Morning Must Reads: Congress Passes Trade Deals while Families Suffer

Unemployment in most places is higher than it has been in decades, and worse still unemployment rates have started rising again as private-sector job growth has stalled and the public sector continues to shed jobs. The economy needs a boost, but Congress is making no progress towards passing a jobs bill. You might be tempted to think Congress can agree on nothing. Well, it depends on what you mean by nothing.

The economic benefits are projected to be small [blogger's note: even according to people whose models capture gains from trade but not the downside]. A federal agency estimated in 2007 that the impact on employment would be 'negligible' and that the deals would increase gross domestic product by about $14.4 billion, or roughly 0.1 percent.

This 112th Congress is building a solid record of having a negligible effect on employment.
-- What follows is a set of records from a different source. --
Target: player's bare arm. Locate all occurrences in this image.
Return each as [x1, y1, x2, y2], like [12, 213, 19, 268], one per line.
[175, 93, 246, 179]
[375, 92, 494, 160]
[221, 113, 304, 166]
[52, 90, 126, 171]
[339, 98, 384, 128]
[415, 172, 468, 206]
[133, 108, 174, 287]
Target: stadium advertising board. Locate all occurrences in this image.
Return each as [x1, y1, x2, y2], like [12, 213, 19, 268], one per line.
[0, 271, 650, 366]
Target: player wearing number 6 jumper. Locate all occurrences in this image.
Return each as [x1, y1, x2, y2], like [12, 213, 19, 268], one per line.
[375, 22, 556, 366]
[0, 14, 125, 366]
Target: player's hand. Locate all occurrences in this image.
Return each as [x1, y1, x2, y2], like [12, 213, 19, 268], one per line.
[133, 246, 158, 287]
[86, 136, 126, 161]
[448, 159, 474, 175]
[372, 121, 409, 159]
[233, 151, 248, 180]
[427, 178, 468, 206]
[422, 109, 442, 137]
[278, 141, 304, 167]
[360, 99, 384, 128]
Meanwhile, back in the real world, a story that just breaks your heart.

What [Chelsea] Hines wants most are answers — and the confidence that one day she would be able to support a family.

Hines, the Drexel Hill camper, graduated from high school in June and now works in a pizza parlor, hoping she can get enough financial aid to attend Delaware County Community College.

She turns over half her earnings to her family — two working parents, and two brothers, 20 and 13.

The 20-year-old was laid off from a job in a lumber yard. Her father, a news junkie, earned a journalism degree in college and drives a truck. Her mother works as a school secretary, moonlighting as a hairdresser.

'It's not enough,' Hines said. 'It's never enough.'

They lost their home to foreclosure. Now they live in a rental home down the street.

'A lady came and locked the door of our house,' Hines said. 'It was a very saddening experience to have a stranger tell me that I can't live in my home. I walk by it every day. There's a padlock on the door and nobody lives there.

'I don't understand why my parents, who both have jobs, can't afford to live in a rowhouse,' she said.